CHP her seçim sonrası bu tür sancıları yaşıyor. Her kurultayda Genel Başkan'a karşı şiddetli bir şekilde karşı koyan adaylar ortaya çıkıyor. Taban da millet de artık buna alışmış görünüyor. Mevzu bahis gelişmeler bu olunca savunma mekanizması olarak CHP içinde diğer partilerden farklı bir şekilde demokrasinin işlediğini diğer partilerde ise diktatörlüğün yani tek adama dayalı bir monarşinin olduğu dile getiriliyor.

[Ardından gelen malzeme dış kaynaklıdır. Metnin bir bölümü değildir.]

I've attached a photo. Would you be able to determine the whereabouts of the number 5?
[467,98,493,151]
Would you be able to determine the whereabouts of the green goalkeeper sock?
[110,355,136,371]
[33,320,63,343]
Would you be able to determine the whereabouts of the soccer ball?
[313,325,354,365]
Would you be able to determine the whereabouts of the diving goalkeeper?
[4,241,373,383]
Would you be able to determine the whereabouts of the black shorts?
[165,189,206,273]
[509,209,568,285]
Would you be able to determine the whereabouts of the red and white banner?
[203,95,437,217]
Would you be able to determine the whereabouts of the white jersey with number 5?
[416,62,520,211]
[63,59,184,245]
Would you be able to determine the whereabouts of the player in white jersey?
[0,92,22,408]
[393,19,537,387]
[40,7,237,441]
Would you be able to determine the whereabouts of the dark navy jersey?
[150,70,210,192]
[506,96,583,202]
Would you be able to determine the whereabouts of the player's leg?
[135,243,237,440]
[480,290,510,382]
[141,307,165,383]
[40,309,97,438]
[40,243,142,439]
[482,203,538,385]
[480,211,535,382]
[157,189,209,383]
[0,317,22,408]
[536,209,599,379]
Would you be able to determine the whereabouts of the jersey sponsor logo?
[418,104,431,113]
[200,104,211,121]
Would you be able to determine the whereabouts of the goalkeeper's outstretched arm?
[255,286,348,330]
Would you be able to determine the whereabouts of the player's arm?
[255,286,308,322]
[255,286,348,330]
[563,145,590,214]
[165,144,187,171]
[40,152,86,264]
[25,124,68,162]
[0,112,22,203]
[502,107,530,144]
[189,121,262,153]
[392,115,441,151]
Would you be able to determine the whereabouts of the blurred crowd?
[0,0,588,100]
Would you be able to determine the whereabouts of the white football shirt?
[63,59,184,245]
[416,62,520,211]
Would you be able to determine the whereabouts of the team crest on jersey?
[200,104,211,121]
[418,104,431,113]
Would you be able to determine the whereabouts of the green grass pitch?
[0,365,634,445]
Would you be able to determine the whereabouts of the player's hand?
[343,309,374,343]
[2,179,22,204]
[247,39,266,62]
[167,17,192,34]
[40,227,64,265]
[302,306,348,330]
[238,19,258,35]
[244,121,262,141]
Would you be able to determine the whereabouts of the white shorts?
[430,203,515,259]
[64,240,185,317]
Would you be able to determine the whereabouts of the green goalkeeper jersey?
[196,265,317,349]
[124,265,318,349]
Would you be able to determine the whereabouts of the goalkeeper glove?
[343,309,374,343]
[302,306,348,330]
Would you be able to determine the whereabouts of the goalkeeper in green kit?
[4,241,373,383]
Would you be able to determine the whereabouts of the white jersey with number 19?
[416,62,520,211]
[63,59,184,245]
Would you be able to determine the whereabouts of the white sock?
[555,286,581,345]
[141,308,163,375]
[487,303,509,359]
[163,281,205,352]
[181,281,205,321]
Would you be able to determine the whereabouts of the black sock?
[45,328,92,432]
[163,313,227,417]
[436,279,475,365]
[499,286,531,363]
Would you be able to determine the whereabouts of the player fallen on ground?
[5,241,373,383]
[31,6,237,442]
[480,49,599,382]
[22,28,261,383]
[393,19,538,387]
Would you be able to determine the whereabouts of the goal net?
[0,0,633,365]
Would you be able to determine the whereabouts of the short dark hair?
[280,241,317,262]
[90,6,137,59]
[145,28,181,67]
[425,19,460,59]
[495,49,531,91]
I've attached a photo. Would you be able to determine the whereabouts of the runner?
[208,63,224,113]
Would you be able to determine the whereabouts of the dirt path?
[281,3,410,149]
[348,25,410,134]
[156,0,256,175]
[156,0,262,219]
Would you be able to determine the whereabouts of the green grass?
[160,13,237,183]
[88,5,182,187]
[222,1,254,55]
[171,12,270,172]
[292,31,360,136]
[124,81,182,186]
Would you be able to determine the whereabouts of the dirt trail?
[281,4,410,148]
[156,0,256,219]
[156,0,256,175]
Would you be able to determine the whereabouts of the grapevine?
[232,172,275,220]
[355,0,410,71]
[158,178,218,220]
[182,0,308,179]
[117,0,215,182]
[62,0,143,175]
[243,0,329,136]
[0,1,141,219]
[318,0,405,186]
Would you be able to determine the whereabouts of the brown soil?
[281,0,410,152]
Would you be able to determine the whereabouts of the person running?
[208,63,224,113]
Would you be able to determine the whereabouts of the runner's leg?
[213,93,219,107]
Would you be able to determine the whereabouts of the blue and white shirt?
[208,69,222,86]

Aslında bunu tevil etmenin bir anlamı yok. Türkiye'de parti başkanları, il başkanları, kurumsal başkanlar şayet bu anlayışla demokratik olsalardı, hepsi CHP'ye dönüşeceklerdi. Öyleyse Başkan sıfatına haiz olan kimsenin kendisini kabul ettirme özelliğinin, karizmasının olmasını tek adamlığa devşirmemek, farklı okumalarda bulunmak gerek.

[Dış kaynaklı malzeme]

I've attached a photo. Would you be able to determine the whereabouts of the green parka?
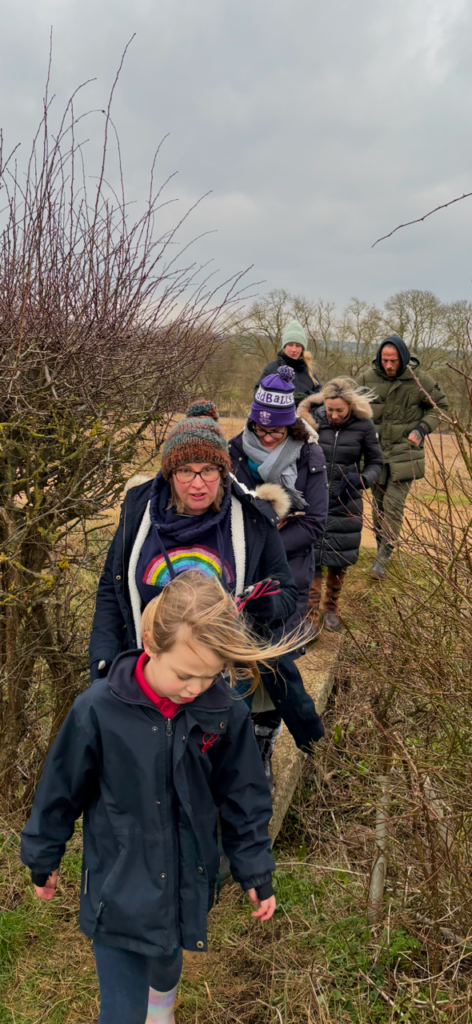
[357,356,447,485]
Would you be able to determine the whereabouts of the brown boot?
[325,569,346,633]
[306,569,321,632]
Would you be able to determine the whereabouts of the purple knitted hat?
[249,367,297,427]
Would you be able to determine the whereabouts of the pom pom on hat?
[278,367,295,384]
[185,401,218,423]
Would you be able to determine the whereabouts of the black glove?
[90,658,112,683]
[335,473,366,502]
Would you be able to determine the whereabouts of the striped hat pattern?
[161,401,231,480]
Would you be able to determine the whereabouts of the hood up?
[374,334,411,377]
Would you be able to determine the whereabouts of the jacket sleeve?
[281,469,329,555]
[212,701,275,892]
[419,376,448,434]
[20,697,99,876]
[89,534,125,679]
[361,420,384,487]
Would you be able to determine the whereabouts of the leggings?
[93,942,182,1024]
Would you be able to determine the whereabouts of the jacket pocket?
[92,829,175,945]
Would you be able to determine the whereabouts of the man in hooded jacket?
[357,334,447,580]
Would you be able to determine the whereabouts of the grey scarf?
[243,426,307,510]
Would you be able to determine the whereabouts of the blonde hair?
[141,569,301,693]
[321,377,376,420]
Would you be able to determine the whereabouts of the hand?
[248,889,276,921]
[234,580,281,617]
[334,473,366,502]
[35,868,58,900]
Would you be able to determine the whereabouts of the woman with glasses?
[229,366,328,630]
[89,402,324,761]
[256,321,321,406]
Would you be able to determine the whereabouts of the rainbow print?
[142,547,233,588]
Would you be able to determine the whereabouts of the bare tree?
[0,58,242,803]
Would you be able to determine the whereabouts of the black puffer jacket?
[311,406,383,569]
[22,651,275,955]
[256,349,321,406]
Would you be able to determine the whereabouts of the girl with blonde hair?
[22,570,297,1024]
[256,321,321,406]
[298,377,383,630]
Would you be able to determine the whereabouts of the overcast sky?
[0,0,472,306]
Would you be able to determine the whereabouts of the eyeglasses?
[174,466,221,483]
[256,427,286,441]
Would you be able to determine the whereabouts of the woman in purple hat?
[229,366,328,630]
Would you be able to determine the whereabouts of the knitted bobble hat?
[249,367,297,427]
[161,401,230,480]
[282,321,308,351]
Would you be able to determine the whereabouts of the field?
[0,418,472,1024]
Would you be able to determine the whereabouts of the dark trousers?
[308,565,347,623]
[93,942,182,1024]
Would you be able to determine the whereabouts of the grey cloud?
[0,0,472,304]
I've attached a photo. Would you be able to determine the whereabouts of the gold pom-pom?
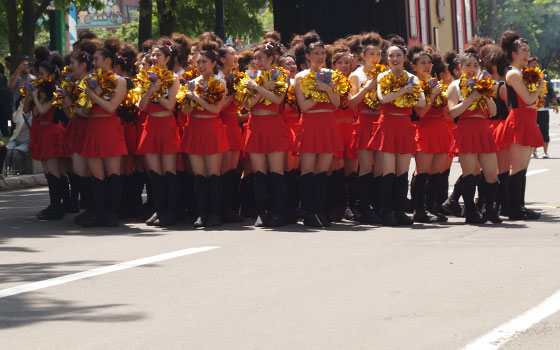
[233,72,257,105]
[300,71,350,103]
[76,68,118,108]
[459,74,494,111]
[133,66,174,102]
[378,72,422,108]
[177,77,226,111]
[255,67,289,106]
[117,89,140,123]
[286,85,298,111]
[537,81,548,109]
[179,67,200,85]
[521,67,544,92]
[366,63,389,80]
[420,79,449,108]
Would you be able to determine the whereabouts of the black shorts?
[537,110,550,142]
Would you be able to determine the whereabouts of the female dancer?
[278,54,300,224]
[24,61,65,220]
[347,33,385,224]
[479,45,510,216]
[63,40,97,224]
[243,43,292,227]
[80,39,127,227]
[368,45,426,226]
[138,45,180,226]
[218,46,243,223]
[180,41,230,227]
[448,53,501,224]
[294,32,344,227]
[410,49,452,222]
[500,30,544,220]
[328,46,358,221]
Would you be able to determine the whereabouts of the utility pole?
[214,0,226,41]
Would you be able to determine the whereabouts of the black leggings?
[537,110,550,142]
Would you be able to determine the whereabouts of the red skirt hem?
[243,114,292,153]
[179,117,230,155]
[367,114,417,154]
[136,115,180,154]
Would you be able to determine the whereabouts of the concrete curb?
[0,174,47,191]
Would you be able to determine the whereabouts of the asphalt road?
[0,116,560,350]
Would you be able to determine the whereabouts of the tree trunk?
[6,0,21,67]
[21,0,37,56]
[157,0,177,36]
[138,0,152,50]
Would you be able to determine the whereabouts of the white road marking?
[527,169,550,176]
[463,291,560,350]
[0,246,220,299]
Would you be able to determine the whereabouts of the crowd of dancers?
[20,31,546,227]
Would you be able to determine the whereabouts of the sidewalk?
[0,173,47,191]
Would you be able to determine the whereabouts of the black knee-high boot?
[154,171,179,226]
[206,175,223,227]
[482,181,502,224]
[441,175,464,217]
[267,172,287,227]
[461,175,486,224]
[356,173,381,225]
[82,176,107,227]
[222,169,243,223]
[496,171,509,216]
[285,169,299,224]
[298,173,322,227]
[65,173,80,213]
[239,174,257,219]
[378,174,399,226]
[254,171,268,227]
[193,175,209,227]
[426,173,447,222]
[410,173,438,223]
[104,174,122,227]
[313,171,331,227]
[508,171,527,220]
[344,172,360,221]
[61,175,80,213]
[521,169,541,220]
[146,170,165,226]
[74,175,94,224]
[437,169,451,209]
[475,172,486,211]
[37,173,65,220]
[393,172,414,225]
[327,169,346,222]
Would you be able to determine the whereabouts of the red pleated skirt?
[137,115,180,154]
[243,114,293,153]
[295,112,344,154]
[334,122,358,159]
[80,115,128,158]
[123,122,138,154]
[29,121,66,160]
[367,114,417,154]
[416,117,453,154]
[453,117,498,154]
[496,108,544,149]
[66,116,88,155]
[220,113,244,151]
[352,113,380,150]
[180,117,230,155]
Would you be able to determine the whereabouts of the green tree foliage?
[477,0,560,73]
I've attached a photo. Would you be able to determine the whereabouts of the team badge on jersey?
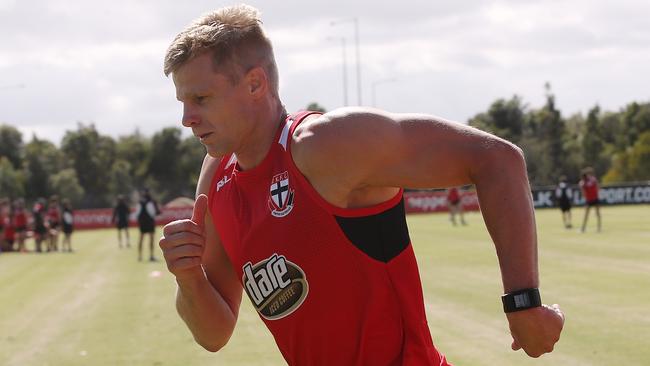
[242,253,309,320]
[269,171,294,217]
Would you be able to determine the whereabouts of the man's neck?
[235,101,286,170]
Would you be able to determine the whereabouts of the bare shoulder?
[196,154,221,196]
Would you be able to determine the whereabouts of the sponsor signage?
[532,183,650,208]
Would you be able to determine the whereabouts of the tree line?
[469,83,650,186]
[0,89,650,208]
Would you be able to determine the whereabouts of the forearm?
[176,276,236,352]
[474,145,539,292]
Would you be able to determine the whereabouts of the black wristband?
[501,288,542,313]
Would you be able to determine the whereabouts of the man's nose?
[182,107,199,127]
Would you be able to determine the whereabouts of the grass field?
[0,206,650,366]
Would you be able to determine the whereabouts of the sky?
[0,0,650,144]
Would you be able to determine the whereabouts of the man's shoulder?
[196,154,224,196]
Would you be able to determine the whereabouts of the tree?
[49,168,85,206]
[148,127,186,201]
[0,156,25,198]
[61,123,115,207]
[469,95,526,144]
[23,136,63,199]
[178,136,206,198]
[524,83,568,185]
[115,130,151,187]
[0,125,23,169]
[582,106,610,177]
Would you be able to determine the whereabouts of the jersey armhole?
[287,111,404,217]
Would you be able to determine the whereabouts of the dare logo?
[242,253,309,320]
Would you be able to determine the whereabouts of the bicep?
[203,213,242,319]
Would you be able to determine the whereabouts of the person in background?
[4,205,16,252]
[447,187,467,226]
[579,167,601,233]
[32,198,49,253]
[112,194,131,249]
[555,175,573,229]
[14,198,27,252]
[61,199,74,253]
[135,188,160,262]
[46,195,61,252]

Gördüğümüz manzara ise Kılıçdaroğlu'nun iktidara yönelttiği tüm ithamların partilileri tarafından kendisine yönelik dile getirilmesidir.
Öyleyse konuşurken itidalli konuşmalı, yarın konuşulanların aleyhimize olacak şekilde karşımıza çıkacağını düşünmeliyiz. Maalesef o pozisyonda olan kimseler için bu düşünce siyasi bilinçsizlikten çok siyasi körlük olarak hep karşımıza çıkıp duruyor.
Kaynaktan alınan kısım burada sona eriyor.